Are Australian businesses prepared?
Asia Pacific (APAC) companies appear to be committed to scaling AI, but only one per cent report being fully prepared to anticipate and mitigate AI risks, according to Accenture’s From compliance to confidence: Embracing a new mindset to advance responsible AI maturity report.
Accenture found companies across APAC are accelerating AI adoption to drive productivity and revenue growth, and nine out of 10 organisations plan to use agentic (able to achieve outcomes independently) AI models in the next three years. However, organisations are yet to operationalise the responsible AI capabilities needed to scale this technology and realise its full potential. Only one per cent of organisations report being prepared for the risks related to compliance, privacy and data, among other AI risks.
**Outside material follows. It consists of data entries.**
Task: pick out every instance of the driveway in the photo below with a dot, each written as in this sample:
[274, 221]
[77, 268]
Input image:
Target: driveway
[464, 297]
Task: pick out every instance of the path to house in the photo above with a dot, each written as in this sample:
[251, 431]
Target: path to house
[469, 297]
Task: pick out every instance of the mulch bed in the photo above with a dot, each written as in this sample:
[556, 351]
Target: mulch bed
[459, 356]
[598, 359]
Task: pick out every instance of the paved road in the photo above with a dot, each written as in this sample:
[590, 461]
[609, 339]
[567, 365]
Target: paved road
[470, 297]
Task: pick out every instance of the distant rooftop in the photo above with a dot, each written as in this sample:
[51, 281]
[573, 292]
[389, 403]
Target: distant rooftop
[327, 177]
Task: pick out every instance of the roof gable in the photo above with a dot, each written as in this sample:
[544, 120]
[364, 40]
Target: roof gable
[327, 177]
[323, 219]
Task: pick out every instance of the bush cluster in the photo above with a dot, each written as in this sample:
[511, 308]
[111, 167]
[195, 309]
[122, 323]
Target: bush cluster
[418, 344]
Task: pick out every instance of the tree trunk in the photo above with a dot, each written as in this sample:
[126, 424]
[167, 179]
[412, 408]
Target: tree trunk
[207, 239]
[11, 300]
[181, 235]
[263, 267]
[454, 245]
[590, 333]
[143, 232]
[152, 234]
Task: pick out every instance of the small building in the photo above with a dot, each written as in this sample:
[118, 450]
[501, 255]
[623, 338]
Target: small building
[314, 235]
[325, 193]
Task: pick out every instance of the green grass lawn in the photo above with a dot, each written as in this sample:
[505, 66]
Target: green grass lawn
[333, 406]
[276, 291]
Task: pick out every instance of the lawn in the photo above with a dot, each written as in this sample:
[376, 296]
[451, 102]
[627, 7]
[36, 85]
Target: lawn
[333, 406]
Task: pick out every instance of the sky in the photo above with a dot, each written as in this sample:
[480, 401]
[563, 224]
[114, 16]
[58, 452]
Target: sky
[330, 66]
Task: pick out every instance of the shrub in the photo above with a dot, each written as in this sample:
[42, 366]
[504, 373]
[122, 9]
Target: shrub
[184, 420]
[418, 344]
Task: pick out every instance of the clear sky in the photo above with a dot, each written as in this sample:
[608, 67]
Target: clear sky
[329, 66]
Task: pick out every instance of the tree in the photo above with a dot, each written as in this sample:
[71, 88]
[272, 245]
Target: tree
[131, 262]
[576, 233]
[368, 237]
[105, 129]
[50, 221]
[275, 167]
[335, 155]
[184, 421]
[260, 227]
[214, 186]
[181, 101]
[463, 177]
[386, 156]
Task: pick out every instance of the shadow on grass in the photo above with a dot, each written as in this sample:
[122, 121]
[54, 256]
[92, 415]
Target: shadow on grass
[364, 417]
APAC companies cite privacy and data governance as the top-rated risk (57 per cent), followed by security (53 per cent).
Recommendations for Australian chief experience officers:
Establish AI governance and principles: Define responsible AI principles with clear accountability for design/deployment/use.
Conduct AI risk assessments: Evaluate AI risks, including fairness, transparency, accuracy and human impact, using structured assessments.
Enable systemic responsible AI testing: Perform ongoing AI testing for fairness, explainability and safety, ensuring risk-mitigation measures are in place.
Implement ongoing monitoring and compliance: Establish real-time AI monitoring systems and execute mitigation and compliance actions.
Address workforce impact, sustainability, privacy and security: Ensure AI aligns with ethical and regulatory standards through cross-functional collaboration to address the effects on workers, compliance with laws, and sustainability, privacy and security programs across the enterprise.
“As businesses across APAC deal with change and disruption, they recognise success lies in embracing flexibility and finding new sources of efficiency and growth by using technology,” says Ryoji Sekido, CEO of Asia Oceania at Accenture. “They have increased their investments in AI, but the majority are finding it difficult to extract the right value from this investment.”
To effectively scale AI, particularly generative and agentic AI, he says businesses must invest in building trust among their people and customers, ensure they have the right data foundation and operationalise responsible AI.
Insolvency
Inflation and high energy costs drag on companies in distress.
The McGrathNicol Forecast 2025 report expects elevated numbers of corporate insolvencies and challenging business conditions to continue this year due to inflationary pressures, high energy costs and poor consumer sentiment.
The slowing economy of Australia’s largest trading partner, China, combined with heightened geopolitical risks and new measures announced by the US, will likely threaten those exposed to foreign markets and trade dynamics. These factors, together with the approaching federal election, pose uncertainty to Australian businesses in already challenging times.
“We expect additional pressure being placed on businesses by the ATO, with their FY25 corporate plan setting out strengthening of debt collection as a key focus area,” says McGrathNicol partner Kathy Sozou. “In addition, the federal government has reported, subject to the passage of legislation, from 1 July 2025, businesses will no longer be able to claim interest paid on overdue ATO debts as a tax-deductible expense.”
ASIC recorded a record number of insolvencies (13,451) in 2024, with the construction and hospitality sectors hardest hit at 42 per cent of the total. “In 2025, we expect this trend to continue and sectors impacted to widen,” says Sozou."
This article first appeared under the headline ‘Stealth Acts Increasing’ in the April 2025 issue of Company Director magazine.